深夜,拖著疲憊的身體回到住處,溫明剛開啟門,還沒來得及去按電燈開關,燈光就亮了起來,梁筱唯正站在客廳中央氣沖沖地望著他們。
躲不掉了。溫明和董敘陽互看一眼,溫明率先打破了沉默,「你怎麼來了?」
「你應該說幸好我來了!」梁筱唯指指趴在一旁的巧克力,「我要是晚來一天,巧克力恐怕就餓死了!」
溫明突然想起,這幾天他都在忙著售賣光碟,每次回到家又急於分析從蔡恆和楊虎那裡獲得的訊息,完全忘記了給巧克力餵食,一個星期前記在備忘錄裡的要給巧克力買狗糧的事也被拋到了九霄雲外。
「對不起!」溫明走到巧克力身邊蹲下來,「對不起啊,巧克力,這個星期實在太忙……」
「忙著賣盜版光碟?」梁筱唯截斷他的話,露出譏諷的笑容,「你們到底是有多想要錢,才會幹這種見不得人的事!」
董敘陽低下頭嘆了口氣,心想:果然剛剛還是被她看到了。
溫明瞭然地望了董敘陽一眼,回來的路上他曾說起傍晚被梁筱唯追的事兒,他說甩掉了她的時候自己還懷疑過,以梁筱唯的性子,絕不可能輕易放棄的。現在看來,真是沒有猜錯啊。

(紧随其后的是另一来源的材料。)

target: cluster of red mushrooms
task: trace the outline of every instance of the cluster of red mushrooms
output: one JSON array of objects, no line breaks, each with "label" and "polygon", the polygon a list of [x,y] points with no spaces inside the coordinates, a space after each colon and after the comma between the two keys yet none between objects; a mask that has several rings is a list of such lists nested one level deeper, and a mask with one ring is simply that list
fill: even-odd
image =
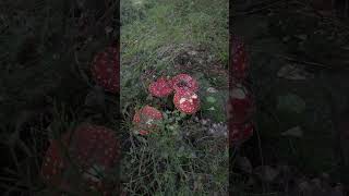
[{"label": "cluster of red mushrooms", "polygon": [[[108,47],[98,52],[91,71],[96,83],[106,91],[118,93],[120,71],[118,48]],[[68,156],[64,156],[64,149]],[[119,157],[119,143],[112,130],[83,123],[74,131],[63,134],[60,140],[50,140],[41,166],[41,176],[48,185],[72,192],[75,188],[72,184],[76,182],[71,182],[67,173],[75,166],[82,179],[82,187],[87,185],[89,189],[109,196],[117,188],[116,184],[107,183],[103,176],[96,174],[95,170],[104,174],[110,173]]]},{"label": "cluster of red mushrooms", "polygon": [[239,37],[232,37],[230,61],[229,142],[238,145],[253,135],[254,100],[248,85],[246,50]]},{"label": "cluster of red mushrooms", "polygon": [[[233,39],[232,44],[229,138],[234,144],[248,139],[253,134],[254,103],[246,85],[248,63],[244,45],[240,39]],[[106,91],[112,94],[119,91],[119,71],[117,47],[108,47],[95,56],[92,75]],[[154,97],[166,98],[174,93],[174,107],[186,114],[194,114],[200,110],[197,90],[198,83],[188,74],[179,74],[172,78],[159,77],[148,86],[148,91]],[[135,112],[133,123],[139,134],[147,135],[157,127],[157,123],[163,119],[159,110],[144,106]],[[52,139],[46,151],[41,167],[45,182],[65,191],[72,189],[70,179],[64,176],[73,163],[77,166],[83,183],[105,196],[110,195],[115,187],[107,186],[100,177],[92,175],[88,171],[91,172],[97,166],[103,172],[106,172],[117,163],[119,144],[113,131],[99,125],[82,124],[73,132],[65,133],[61,138],[61,143]],[[67,148],[70,160],[64,157],[62,154],[64,150],[61,147]]]},{"label": "cluster of red mushrooms", "polygon": [[[172,93],[174,107],[182,113],[194,114],[200,110],[197,96],[198,83],[188,74],[179,74],[172,78],[159,77],[148,86],[152,96],[167,98]],[[133,123],[140,135],[155,131],[163,121],[163,113],[154,107],[144,106],[133,117]]]}]

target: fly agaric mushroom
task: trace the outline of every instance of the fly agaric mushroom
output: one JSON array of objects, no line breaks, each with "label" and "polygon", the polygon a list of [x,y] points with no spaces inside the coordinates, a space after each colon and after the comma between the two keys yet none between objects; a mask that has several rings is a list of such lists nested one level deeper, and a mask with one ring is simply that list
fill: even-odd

看兩個人都低著頭沉默,一副無法辯駁甘心認罪的模樣,梁筱唯更加來氣了,她從桌上拿起那封溫明寫給她的信,敲敲紙頁,問:「這些話究竟什麼意思?」
溫明難以置信,「你偷翻了我的抽屜?」
「回答我,這信上的話究竟是什麼意思?」梁筱唯更大聲地質問,「你們遇到了什麼事?到底怎麼了?」
溫明再度垂下了頭,他不能說,告訴梁筱唯只會為她增加危險,他不想讓她的這個夏天也變得水深火熱。原本,答應董敘陽一起承擔這件事就已經夠讓他後悔愧疚的了。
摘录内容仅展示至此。